I work with this lady. She is a pretty hard core Christian. She has stuff put up all over her area, so I get to look at it, too. I wish I could take a picture because I would show y'all. She does not know I'm an atheist. For many reasons, but mostly it's because I keep all that out of my work life. The thing is, she is a terrible Christian! She is judgemental, greedy and extremely vain. I'd love to point it all out to her but I won't. It wouldn't do any good. I feel like a hypocrite because I actually really like her despite all of this..Lol..She makes my work day better. Does that sound really hypocritical to you, too? Have you ever been in a situation similar?
Out of experience I would say to keep your views of religion hidden, more so if you like your job and how she acts towards you. I’ve previously worked for somebody for about 4 years, I was one of about 30+ employees. This individual built his entire business around being a god fearing Christian and spent large sums of money on radio advertising portraying/managing that message and persona. He was anything but that. Initially I had a lot of respect for him but overtime this respect diminished as I saw how he dealt with his employees and clients. I also saw how he manipulated people and employees to do work for him that was not related to the business we were in. He also belittled and emasculated people whom he couldn’t fully control.The loss of respect for him actually affected my performance to some extent because I stopped being his “fixer”. It was also around this time that I deconverted from religion. He must of found out about my deconversion form other coworkers with whom I was more candid about regarding my views, because he became almost passive aggressive with me and (I towards him I guess). The last few months of my employment there were not fun.
We are all a little hypocritical, racist, liars and judgemental
It's ok to like someone but really dislike some things about them. I don't see that as hypocritical. Unless it is you feel hypocritical for not telling her your true feelings in regards to her religion and judgementalism. I feel a little bit that way about a co-worker. We get along fine but he is really judgemental. I don't tell him that I think that. I mean how does one say that nicely? . However, more and more I gently disagree with him about those things.
Sometimes, we're put into situations where we may feel hypocritical, but in order to maintain our liveliehoods, we have to keep our mouths shut, and keep our personal beliefs out of the work place.
I think that's where you are. I also don't believe that makes you the hypocrite.
Your co-worker is the most definitely the hypocrite. As are most "christians".
I've worked with some hard-core believers in the past. It's never easy.

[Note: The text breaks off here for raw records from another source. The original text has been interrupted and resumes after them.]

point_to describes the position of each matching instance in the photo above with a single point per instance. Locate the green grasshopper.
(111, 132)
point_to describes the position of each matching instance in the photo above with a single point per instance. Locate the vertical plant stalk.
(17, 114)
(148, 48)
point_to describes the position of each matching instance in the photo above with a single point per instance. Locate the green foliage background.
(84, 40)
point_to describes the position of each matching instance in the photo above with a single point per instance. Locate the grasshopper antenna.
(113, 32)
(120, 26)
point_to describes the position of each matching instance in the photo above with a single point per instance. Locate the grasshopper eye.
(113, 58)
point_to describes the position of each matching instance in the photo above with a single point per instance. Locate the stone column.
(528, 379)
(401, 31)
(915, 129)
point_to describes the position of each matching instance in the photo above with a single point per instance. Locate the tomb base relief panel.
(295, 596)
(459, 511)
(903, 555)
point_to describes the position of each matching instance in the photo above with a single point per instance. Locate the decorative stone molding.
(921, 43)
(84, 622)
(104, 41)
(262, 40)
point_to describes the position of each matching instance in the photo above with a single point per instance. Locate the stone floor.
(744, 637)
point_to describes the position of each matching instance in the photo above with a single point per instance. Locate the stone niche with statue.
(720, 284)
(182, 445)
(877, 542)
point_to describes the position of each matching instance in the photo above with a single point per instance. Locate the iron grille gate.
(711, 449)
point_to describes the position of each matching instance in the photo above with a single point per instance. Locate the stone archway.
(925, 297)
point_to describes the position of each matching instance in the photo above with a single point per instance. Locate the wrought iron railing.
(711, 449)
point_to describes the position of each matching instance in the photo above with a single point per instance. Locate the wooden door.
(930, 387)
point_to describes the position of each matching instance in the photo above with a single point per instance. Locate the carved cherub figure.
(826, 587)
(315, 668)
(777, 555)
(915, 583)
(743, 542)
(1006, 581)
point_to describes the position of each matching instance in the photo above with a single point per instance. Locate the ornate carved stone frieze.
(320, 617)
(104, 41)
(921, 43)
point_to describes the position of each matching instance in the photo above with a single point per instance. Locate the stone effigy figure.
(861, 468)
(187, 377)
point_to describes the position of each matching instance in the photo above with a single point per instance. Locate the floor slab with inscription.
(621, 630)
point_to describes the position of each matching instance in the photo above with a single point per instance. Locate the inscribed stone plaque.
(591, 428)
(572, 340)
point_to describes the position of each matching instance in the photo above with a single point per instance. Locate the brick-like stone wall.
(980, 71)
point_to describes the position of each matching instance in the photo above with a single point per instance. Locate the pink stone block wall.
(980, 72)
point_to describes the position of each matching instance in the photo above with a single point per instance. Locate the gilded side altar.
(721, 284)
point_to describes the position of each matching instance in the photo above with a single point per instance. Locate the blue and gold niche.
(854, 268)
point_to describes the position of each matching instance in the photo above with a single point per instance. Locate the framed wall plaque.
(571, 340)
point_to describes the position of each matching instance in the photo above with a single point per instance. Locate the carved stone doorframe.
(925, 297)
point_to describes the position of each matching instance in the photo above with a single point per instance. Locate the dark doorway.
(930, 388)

There have been times when I was upfront with my lack of belief. There were
times when I wasn't. It's situational. You are always having to read the situation
and determine whether it's "safe" for you to be honest.
I'm always really resentful of the situations where I have to stay quiet, while others
get to crow about their "salvation". It really shouldn't be allowed in the workplace.
At all.
I have a close friend who is the same way. He knows my religious proclivity, that I was a practicing Jew and now an atheist. He has tried to covert me a number of times until I told him that it would interfer with our friendship if he continued. But he is a hypocritical Christian in his lack of giving, caring for other, etc. Why is he still a friend? I am not really sure, but under the crap, he is a nice guy.
I don't believe you are a hypocrite. My Grandmother was a woman of faith, but she walked the walk. She didn't judge people, I never heard her say a bad word about anyone, and she never pushed her beliefs on anyone. There are good Christians just like there are bad nonbelievers.